По мере развития шоу стену постепенно достраивали, и к финалу первой половины туда как раз укладывался последний кирпич. В начале второго отделения сплошная стена размещалась перед группой. На нее проецировалась анимация, снятая Джеральдом Скарфом. В какой-то момент в стене откидывалась секция – открывалась сцена в гостиничном номере. Во время «Comfortably Numb» Роджер появлялся перед стеной, а Дэвид играл свое соло, стоя на верху стены.
Коробки были изготовлены из картона, чтобы их можно было складывать, транспортировать на следующую концертную площадку и собирать на месте. Полые кирпичи сцепляла вместе бригада на гидравлических вышках «Джинн», которые по мере роста стены поднимали ее строителей до нужной высоты. Достроенную стену поддерживали крепления – когда стену рушили, ее можно было наклонять наружу или внутрь (потому что терять передние ряды публики не хотелось бы).
Кульминация всей этой истории наступала, когда кирпичи начинали сыпаться. Мы предусмотрели сложную механику, чтобы предотвратить тяжбы, госпитализацию зрителей и закрытие шоу сразу после премьеры, поскольку кирпичи, даже изготовленные из картона, были тяжеленные. После обрушения мы исполняли финальный номер в акустике, точно труппа бродячих музыкантов.

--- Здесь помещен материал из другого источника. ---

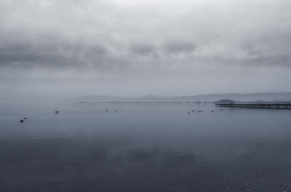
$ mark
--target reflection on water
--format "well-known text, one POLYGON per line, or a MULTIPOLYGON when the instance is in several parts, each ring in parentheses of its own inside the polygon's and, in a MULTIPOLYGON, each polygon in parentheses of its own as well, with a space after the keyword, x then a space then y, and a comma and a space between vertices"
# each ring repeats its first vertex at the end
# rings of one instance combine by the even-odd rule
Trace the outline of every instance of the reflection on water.
POLYGON ((0 111, 0 191, 290 188, 291 110, 192 103, 46 108, 0 111))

Фишер и Парк начали воплощать идеи Роджера в реальность еще в прошлое Рождество, но даже с этой форой механических проблем возникало множество. Технические репетиции проходили в Штатах. Так было практичнее всего: там была отличная инженерная поддержка, а подходящее место в лос-анджелесских Culver City Studios нам сдали за весьма умеренную цену на целых две недели. На репетициях начались первые трудности. «Джинны», которые поднимали строителей, ужасно шумели, а первые эксперименты по сносу стены едва не уничтожили всю сценическую аппаратуру. Чтобы защитить наше оборудование, спешно были разработаны и изготовлены крупные стальные клетки. Кроме того, для «Джиннов» нашлась какая-то магическая смазка космического качества. Репетиции продолжились, и к началу февраля мы переместились на Спортивную арену Лос-Анджелеса для двухнедельной генеральной репетиции перед премьерой, намеченной на 17-е число.
В вечер перед премьерой мы попробовали прогнать все шоу. Однако во время генеральной репетиции нам пришлось признать, что, хотя бо́льшая часть нашей техники работает, сценическое освещение попросту никуда не годится. Лихорадочные поиски козла отпущения перешли в поиски спасителя. В итоге Стив позвонил Марку Брикмену, которого Роджер приметил на концертах Брюса Спрингстина.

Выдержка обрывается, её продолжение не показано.